Anibal- Para o mercado do livro no Brasil é muito importante o programa do governo de fornecer as obras didáticas aos estudantes de escolas públicas. Mas há áreas da indústria editorial que sobrevivem sem essas compras. Entretanto, á área está enfrentando um processo de transformação muito acelerado, provocado pelas novas tecnologias que oferecem oportunidades nunca vistas antes para acesso a informação e cultura, criando uma nova realidade para as práticas de leitura e a circulação de textos. A Internet tem oferecido possibilidades para surgimento de novos autores e novos leitores, mas essas práticas são muito diferentes das da cultura do impresso. A literatura enfrenta esses mesmos desafios e oportunidades. Claro que temos muitos bons autores que fortalecem a tradição literária brasileira.

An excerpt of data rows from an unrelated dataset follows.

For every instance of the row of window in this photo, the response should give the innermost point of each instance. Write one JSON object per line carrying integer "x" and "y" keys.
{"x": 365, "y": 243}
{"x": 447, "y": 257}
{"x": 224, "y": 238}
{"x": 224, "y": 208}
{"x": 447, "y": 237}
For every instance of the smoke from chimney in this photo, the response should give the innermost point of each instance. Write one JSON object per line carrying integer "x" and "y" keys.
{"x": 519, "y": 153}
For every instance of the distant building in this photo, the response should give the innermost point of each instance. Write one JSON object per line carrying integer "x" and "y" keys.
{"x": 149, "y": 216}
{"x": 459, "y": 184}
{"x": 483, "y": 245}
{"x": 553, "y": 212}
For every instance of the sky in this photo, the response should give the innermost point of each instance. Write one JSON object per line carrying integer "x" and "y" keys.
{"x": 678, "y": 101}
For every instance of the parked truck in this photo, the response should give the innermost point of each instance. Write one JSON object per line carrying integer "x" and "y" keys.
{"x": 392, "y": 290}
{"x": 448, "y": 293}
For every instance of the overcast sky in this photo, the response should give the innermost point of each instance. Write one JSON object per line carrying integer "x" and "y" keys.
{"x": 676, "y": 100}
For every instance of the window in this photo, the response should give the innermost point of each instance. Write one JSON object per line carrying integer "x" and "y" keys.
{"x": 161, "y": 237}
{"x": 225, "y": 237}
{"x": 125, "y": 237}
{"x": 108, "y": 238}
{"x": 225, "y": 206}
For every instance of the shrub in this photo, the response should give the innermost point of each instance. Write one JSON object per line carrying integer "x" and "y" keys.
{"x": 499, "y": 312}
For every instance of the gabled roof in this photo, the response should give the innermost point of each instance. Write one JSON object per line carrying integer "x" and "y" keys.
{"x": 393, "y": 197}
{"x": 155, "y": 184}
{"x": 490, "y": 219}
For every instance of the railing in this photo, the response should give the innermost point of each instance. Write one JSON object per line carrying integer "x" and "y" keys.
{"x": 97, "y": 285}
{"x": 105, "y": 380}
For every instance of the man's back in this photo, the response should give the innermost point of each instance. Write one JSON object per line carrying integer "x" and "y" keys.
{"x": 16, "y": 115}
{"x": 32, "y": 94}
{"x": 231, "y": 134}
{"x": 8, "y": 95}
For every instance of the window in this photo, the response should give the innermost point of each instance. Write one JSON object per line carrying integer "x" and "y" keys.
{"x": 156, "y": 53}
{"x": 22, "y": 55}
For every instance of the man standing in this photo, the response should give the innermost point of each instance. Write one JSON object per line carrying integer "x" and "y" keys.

CLB- Você realizou uma grande pesquisa nos arquivos da Livraria Francisco Alves, a casa editora mais antiga do Brasil, e antes disso pesquisou os arquivos para escrever a história de como foi editada essa obra-prima da literatura (e da história) brasileira, Os Sertões de Euclides da Cunha. Você acha que podem existir outros acervos históricos pelo Brasil afora que estão em perigo de se perder, pelo tempo e deterioração, e que merecem ser preservados... o que você recomendaria para os governantes e também para os pesquisadores que quisessem seguir esses passos?
Anibal- Não só no Brasil, mas em todo mundo, os editores não valorizam os seus arquivos como fontes importantes para a história da cultura letrada, mas eles são. Tivemos sorte de encontrar partes consideráveis dos arquivos da Francisco Alves ainda preservados, com documentação que vem desde o século XIX. Há algumas poucas editoras, como a Melhoramentos, a FTD, a Nacional, que têm preservado partes de seus arquivos. É importante que todos os editores preservem sua correspondência e contratos com autores. Estes, além de todos os outros documentos, como originais manuscritos que ainda possam existir devem ser preservados e oferecido acesso aos pesquisadores, inclusive para mostrar o papel dos editores de livros na formação cultural do país.
CLB- Você é fundador do LIHED (Núcleo de Pesquisa sobre o Livro e a História Editorial no Brasil). Gostaria que explicasse um pouco sobre esse núcleo, como foi fundado, qual seu objetivo principal. O núcleo se filia a alguma universidade, terá alguma revista científica que permita a pesquisadores nacionais participarem, publicarem seus trabalhos, enfim, como funciona?
Anibal- O LIHED está vinculado à Universidade Federal Fluminense, onde sou professor e pesquisador. O objetivo principal é criar um Centro de Memória Editorial no Brasil, com acervos de editores, livreiros e mesmo de autores. Temos um espaço físico na Biblioteca Central do Gragoatá, em Niterói, é um espaço virtual www.uff.br/lihed onde disponibilizamos textos e informações sobre a história do livro no Brasil.
CLB- Você diria que o futuro da literatura reside nos leitores, aqueles que desligam a televisão ou que lêem no trem, no metrô, no ônibus, alheios a tudo?
Anibal- A literatura ergue-se sobre um tripé composto por leitores, editores e autores, sem predominância de qualquer um deles sobre os demais. Todos são importantes e fundamentais para se construir a cultura letrada, que foi responsável pela construção do mundo moderno. Hoje o cenário cultural tem seu centro na cultura digital e audiovisual. Mas há lugar para todos, pois a diversidade oferece múltiplas possibilidades. Aqueles que conseguem participar plenamente do banquete cultural contemporâneo são privilegiados.